Forgive me if I am about to complain too much.
It could be that Faith didn't go to bed last night until after 1:00 for some mysterious reason. Then James woke up an hour later and when I sleepily felt of his skin I realized he was warm. He was running a fever and didn't feel well, he just wanted to lay on me as I rocked him. I gave him some baby motrin, a bottle, and my chest to lay tiredly on as we watched some middle-of-the-night television. Jeff, who wakes up at 4:00 every morning, found us on the couch and encouraged me to go back to bed. I couldn't fall asleep for another hour after that, though I was exhausted.
Or maybe I'm not in that great of a mood because after turning around my eating habits I've completely fallen off of the wagon. As my friend Mandie would say, I've fallen off the wagon and it has run over me. With Jamie's birthday and then Faith's less than two weeks later and then my own following hers less than two weeks again I sort of gave up on the idea that I could do autumn healthily so I've stopped trying and now I feel my pants fitting tighter, but you know what? Maybe I should lay off the popcorn at 9:30 at night. I know better. I KNOW BETTER. That's what bugs me the most, the backsliding.
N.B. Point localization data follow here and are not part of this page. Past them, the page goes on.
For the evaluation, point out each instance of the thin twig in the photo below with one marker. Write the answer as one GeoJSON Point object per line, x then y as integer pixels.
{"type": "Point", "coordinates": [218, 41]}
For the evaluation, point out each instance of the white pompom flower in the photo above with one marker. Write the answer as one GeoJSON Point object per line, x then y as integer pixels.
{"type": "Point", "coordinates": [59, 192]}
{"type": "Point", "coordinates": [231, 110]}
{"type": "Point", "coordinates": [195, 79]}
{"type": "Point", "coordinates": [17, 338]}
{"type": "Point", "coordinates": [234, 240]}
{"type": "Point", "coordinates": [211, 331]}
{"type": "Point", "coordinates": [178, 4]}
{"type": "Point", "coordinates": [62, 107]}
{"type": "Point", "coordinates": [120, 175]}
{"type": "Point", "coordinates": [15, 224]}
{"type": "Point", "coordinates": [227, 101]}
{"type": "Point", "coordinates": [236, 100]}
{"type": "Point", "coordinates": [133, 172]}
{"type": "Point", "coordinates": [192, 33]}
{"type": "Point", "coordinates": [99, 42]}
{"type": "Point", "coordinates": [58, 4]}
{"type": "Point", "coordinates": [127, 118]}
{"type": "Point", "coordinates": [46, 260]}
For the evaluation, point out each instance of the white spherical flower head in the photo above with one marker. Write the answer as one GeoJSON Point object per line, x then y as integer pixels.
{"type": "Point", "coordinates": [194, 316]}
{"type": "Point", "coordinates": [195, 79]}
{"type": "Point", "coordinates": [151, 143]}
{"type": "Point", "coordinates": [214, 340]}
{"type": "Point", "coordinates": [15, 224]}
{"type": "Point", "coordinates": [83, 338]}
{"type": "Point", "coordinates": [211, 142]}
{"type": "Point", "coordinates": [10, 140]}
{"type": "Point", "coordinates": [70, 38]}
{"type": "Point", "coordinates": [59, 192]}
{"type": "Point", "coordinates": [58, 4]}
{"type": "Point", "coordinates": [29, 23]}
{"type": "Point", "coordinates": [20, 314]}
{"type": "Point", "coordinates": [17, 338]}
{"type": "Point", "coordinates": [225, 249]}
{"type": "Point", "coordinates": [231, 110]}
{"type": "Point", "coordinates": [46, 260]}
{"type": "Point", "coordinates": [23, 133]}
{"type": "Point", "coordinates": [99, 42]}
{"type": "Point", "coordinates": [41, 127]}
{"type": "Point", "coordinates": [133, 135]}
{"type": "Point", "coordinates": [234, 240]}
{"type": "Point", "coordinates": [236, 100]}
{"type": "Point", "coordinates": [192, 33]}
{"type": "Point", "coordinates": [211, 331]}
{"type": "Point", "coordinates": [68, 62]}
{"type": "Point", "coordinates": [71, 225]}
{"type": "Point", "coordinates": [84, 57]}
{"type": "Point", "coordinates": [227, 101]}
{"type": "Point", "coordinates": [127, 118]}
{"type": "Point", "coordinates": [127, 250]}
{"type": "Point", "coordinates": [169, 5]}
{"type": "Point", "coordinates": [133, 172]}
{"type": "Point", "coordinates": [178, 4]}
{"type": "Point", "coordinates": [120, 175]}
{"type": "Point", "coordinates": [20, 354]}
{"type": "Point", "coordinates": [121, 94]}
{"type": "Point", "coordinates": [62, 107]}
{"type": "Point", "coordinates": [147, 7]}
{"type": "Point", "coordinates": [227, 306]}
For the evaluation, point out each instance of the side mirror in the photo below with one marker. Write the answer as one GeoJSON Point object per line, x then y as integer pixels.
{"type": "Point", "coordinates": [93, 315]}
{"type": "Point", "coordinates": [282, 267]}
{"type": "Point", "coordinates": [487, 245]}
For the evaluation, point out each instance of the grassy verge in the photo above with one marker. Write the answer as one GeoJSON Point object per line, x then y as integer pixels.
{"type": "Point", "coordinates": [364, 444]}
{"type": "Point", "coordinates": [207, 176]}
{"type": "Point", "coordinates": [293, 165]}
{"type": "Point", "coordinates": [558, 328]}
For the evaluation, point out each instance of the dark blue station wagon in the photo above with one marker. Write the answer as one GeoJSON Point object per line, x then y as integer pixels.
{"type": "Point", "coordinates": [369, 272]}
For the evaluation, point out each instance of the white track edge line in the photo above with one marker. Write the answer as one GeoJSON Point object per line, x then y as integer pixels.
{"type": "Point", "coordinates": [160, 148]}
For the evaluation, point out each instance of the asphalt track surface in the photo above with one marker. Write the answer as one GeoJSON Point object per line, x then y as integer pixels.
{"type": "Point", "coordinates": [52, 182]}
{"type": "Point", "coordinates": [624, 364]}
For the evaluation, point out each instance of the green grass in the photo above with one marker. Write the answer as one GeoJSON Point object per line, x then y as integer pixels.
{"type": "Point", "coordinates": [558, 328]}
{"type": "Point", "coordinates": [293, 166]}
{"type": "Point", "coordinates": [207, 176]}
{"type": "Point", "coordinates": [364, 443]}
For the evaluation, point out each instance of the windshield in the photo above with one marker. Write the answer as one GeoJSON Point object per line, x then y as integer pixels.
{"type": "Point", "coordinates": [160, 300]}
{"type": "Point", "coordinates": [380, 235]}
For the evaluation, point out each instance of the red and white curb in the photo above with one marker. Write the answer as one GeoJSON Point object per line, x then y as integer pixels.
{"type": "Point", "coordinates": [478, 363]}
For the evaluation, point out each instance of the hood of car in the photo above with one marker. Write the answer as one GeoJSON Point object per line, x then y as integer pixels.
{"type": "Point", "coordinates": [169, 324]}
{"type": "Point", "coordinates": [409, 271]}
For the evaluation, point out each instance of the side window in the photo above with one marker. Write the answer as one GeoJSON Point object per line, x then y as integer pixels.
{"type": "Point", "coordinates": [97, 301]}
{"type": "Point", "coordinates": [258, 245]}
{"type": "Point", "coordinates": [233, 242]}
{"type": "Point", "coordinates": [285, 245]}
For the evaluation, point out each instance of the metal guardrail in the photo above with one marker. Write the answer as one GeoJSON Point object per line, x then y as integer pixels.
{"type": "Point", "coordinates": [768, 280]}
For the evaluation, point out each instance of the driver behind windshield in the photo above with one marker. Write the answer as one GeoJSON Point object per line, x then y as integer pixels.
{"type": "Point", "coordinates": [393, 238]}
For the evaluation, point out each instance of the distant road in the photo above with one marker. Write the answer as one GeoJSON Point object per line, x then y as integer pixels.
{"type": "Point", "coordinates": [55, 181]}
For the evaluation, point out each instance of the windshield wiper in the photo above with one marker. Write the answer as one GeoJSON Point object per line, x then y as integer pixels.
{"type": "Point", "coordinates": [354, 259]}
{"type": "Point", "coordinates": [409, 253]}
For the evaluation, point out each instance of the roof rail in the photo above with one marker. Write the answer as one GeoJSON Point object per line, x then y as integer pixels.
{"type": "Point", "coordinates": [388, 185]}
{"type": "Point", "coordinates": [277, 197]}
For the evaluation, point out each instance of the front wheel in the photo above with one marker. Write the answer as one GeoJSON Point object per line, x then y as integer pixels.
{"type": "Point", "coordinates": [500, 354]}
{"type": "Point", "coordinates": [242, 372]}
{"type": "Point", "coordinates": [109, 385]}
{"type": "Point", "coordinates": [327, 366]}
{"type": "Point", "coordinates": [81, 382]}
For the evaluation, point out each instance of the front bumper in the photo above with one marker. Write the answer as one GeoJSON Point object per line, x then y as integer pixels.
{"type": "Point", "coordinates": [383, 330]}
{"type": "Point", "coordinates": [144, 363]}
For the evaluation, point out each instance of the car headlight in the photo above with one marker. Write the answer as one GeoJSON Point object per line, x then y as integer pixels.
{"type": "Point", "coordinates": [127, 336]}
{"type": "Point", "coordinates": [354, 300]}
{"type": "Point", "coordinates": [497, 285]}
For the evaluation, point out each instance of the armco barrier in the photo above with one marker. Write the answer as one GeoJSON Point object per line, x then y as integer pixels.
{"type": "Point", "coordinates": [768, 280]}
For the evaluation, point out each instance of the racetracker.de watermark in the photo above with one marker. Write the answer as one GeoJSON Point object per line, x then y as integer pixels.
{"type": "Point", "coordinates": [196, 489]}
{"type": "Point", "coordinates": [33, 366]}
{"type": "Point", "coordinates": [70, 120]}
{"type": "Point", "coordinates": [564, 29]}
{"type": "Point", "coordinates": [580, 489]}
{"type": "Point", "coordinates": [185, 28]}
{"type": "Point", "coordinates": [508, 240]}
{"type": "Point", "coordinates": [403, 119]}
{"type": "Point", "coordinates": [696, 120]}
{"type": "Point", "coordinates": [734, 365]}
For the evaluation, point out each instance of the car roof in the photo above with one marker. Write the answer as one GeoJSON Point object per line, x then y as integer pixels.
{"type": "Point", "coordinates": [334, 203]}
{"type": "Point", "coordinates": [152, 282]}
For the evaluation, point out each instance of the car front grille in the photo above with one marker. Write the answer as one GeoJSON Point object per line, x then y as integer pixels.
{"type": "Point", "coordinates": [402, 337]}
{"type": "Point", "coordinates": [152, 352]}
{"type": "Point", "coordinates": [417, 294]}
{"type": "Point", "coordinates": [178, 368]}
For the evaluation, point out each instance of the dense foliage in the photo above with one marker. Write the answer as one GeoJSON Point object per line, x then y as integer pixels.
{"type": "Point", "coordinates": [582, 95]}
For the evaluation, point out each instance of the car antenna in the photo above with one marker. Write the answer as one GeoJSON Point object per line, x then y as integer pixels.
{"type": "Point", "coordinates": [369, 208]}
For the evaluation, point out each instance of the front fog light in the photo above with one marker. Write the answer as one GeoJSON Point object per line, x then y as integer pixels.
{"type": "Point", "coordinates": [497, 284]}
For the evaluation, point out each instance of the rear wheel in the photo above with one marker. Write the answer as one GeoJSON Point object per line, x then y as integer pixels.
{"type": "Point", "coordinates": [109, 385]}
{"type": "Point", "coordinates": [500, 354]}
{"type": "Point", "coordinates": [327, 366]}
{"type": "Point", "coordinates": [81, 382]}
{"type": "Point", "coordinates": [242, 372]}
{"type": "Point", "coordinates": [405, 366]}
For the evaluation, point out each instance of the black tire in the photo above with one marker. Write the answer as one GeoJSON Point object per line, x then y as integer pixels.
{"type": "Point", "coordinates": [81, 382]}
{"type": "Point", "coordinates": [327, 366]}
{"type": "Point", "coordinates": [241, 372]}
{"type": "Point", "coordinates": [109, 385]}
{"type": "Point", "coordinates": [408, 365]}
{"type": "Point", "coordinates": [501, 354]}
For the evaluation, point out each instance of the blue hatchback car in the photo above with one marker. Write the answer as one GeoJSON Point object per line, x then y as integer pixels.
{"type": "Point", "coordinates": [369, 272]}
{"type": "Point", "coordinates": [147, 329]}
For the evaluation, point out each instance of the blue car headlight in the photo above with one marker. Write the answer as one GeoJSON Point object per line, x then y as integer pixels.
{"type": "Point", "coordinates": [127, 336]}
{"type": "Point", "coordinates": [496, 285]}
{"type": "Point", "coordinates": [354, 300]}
It could be the lack of money. It could be that when I do feel inspired to find a job (even though Jeff and I decided that I should wait until after the first of the year) there is nothing, I mean NOTHING, around here. It could be that going away for the weekend without the kids was so enjoyable that now that I'm back to the whining and diapers and constant meal making and nap times that don't seem to happen that I'm disappointed. It could be that I'm disappointed for being disappointed, because that makes me a crappy mother. It could be that I didn't wash my face or brush my hair until after noon today, instead I just crept around here in my over sized sweater clutching a coffee mug, even though I will freely admit that I had the time, I just chose to not do it.
Blah. I am depressing myself.
Whenever I have days like this, a little funk that comes and goes, I always try to cover it up. I don't want Jeff to know because my bad moods drag him quickly down and then it becomes a Big Thing. I'm afraid he'll think it's something more than it is, so I try to fake happiness then I become resentful and boohoo, I just want to lay face down on the bed and tune the world out. Instead I held Faith close for awhile while James fake-cried to get to us and Faith, in some strange perceptive way, turned to look at me as if it were the first time she had really seen me all day and reached out and patted me, then turned away. And then it was as if a switch had been flipped. I splashed water on my face, combed my hair, and did laundry, washed dishes, made lists, held kids, and just started moving and feeling alive and normal again.
So maybe I am a crappy mother, but I have wonderful kids and they balance out everything.